HB8912 produced excellent amplification of native EGFP signal at concentrations as low as 0.5µg/ml (1:2000 dilution). Method: HEK293 cells were cultured and transfected following established protocols (Lee et al., 2019. PLoS ONE, 14(5):e0213116) with a pEGFP-C2 plasmid. After allowing cells time to express fixation was carried out using 4% PFA. Cells were permeabilised with 0.1% Triton X-100 followed by blocking in 1% BSA, 300mM glycine. HB8912 was incubated overnight (4°C) at concentrations ranging from 0.5 to 4µg/ml (1:2000 to 1:250) followed by a one hour incubation with secondary antibody (Polyclonal goat anti-rabbit DyLight 594 conjugated, Thermofisher 35561, 1:300 dilution). DAPI (HB0747) was used at 1µg/ml to visualise cell nuclei. For more detail please see our ICC protocol. Images were captured using a Leica DMi8 inverted epifluorescence microscope (20x objective) coupled to a Leica DFC365FX monochrome digital camera with DAPI LP, FITC LP and RHOD_LP filters. Exposure times were as follows: 

• 1:250    DAPI LP: 1x gain, 49.8ms exposure; FITC LP: 2.5x gain, 142.3ms exposure; RHOD LP: 2x gain, 108.8ms exposure
• 1:500    DAPI LP: 1x gain, 49.8ms exposure; FITC LP: 1.2x gain, 117.2ms exposure; RHOD LP: 1.2x gain, 108.8ms exposure
• 1:1000    DAPI LP: 1x gain, 49.8ms exposure; FITC LP: 1.4x gain, 101.3ms exposure; RHOD LP: 1.2x gain, 246.0ms exposure
• 1:2000    DAPI LP: 1x gain, 49.8ms exposure; FITC LP: 1.4x gain, 86.6ms exposure; RHOD LP: 1.7x gain, 246.0ms exposure.

Images were processed in ImageJ (Schindelin et al., 2012. Nat Methods, 9(7), 676–682) using the subtract background (50px rolling ball radius) tool followed by stacking and montage creation. 

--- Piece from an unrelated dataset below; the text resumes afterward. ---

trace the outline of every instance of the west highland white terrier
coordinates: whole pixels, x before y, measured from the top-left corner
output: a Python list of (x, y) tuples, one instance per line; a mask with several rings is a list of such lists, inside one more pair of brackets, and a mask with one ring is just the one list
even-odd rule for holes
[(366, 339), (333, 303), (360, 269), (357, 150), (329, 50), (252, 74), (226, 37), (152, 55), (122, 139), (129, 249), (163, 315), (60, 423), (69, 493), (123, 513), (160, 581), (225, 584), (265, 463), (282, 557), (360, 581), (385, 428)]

HB8912 succesfully detected the shift in molecular weights when HEK293 cells were either transfected with a EGFP-ctCB1R construct or EGFP alone. Method: Sindbis virus was used to over-express EGFP-ctCB1R alongside EGFP control in HEK293 cells following the cited methodology (Fletcher Jones, 2020. PhD Thesis, University of Bristol). After allowing time for expression, lysates were prepared and loaded (equal loading) alongside a protein ladder (New England Biolabs, P7719S) onto a 10% acrylamide gel. The cytosol fraction from rat brains was also loaded as a non EGFP expressing control and was prepared following established methodology (Molnar et al., 1993. Neuroscience 53:307-326). Gels were run at 60V for 30 minutes followed by 120V for 100 minutes. Wet transfer to a PVDF membrane was completed in 90 minutes using 400mA. The membrane was blocked for 2hrs in 5% non-fat dry milk before being incubated overnight at 4°C in HB8912 (Polyclonal rabbit anti-GFP) at a 1:1,000 dilution (1µg/ml). Following washing the membrane was incubated in secondary antibody (1:10,000 dilution, Polyclonal goat anti-rabbit HRP conjugated, Sigma Aldrich A6154) for 2hrs. For more detail please see our Western blotting protocol. Detection was accomplished using Clarity Western ECL substrate (BioRad, 1705061) and a Licor Odyssey Fc imaging system (ECL channel: 10 min exposure, 700nm channel: 30 sec exposure).